Simple Harmonic Motion (SHM) with Spring and Block: Homework Solutions

In summary, the block oscillates for 3 seconds before coming to a stop. The potential energy is 25% of the maximum potential energy at t=0, and the kinetic energy is decreasing with time. At t=2.0 s, the kinetic energy becomes zero for the first time and the frequency is .33 hertz.
  • #1
UMDstudent
33
0

Homework Statement



Consider the simple harmonic motion of a block attached to a spring on a horizontal surface (assume no damping to begin with). At t = 0, the potential energy in the spring is 25% of the maximum potential energy during this motion.

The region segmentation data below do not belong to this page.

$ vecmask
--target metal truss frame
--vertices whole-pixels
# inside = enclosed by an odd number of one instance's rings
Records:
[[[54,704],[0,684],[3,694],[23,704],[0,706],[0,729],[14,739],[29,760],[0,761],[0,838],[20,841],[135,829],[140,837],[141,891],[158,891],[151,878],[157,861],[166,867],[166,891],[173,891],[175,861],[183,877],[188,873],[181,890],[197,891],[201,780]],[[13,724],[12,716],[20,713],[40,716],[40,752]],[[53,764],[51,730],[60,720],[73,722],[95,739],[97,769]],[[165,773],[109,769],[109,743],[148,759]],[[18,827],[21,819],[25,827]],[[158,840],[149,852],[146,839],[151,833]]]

Moreover, the kinetic energy of the block is decreasing with time at t = 0 and, at t = 2.0 s, the kinetic energy becomes zero for the 1st time (after t = 0).

(i) What is the frequency of this motion?
(ii) What is the spring constant if the mass of the block is 2 kg?
(iii) If the total energy of the system is 10 −2 J, then what is the amplitude of the motion?
(iv) Next, a drag force is added with a damping constant of 0.2 kg/s. At what time will the
energy in the motion reduce to 25% of the energy at t = 0?


Homework Equations



F = 1/ T
x(t) = Acos(2*pi*t/T)
omega = 2 * pie * frequency
Xmax(t) = Ae^(-bt/2m) **FOR PART 4

The Attempt at a Solution



I drew up the image of the simple harmonic motion and i figured that if i find the time it takes to make one oscillation, i could then find the frequency (F =1/T). However, It feels like a guessing game for the time. According to the drawing, it takes about 3 seconds to make a full oscillation; does that sound right? That would mean the frequency would be .33 hertz.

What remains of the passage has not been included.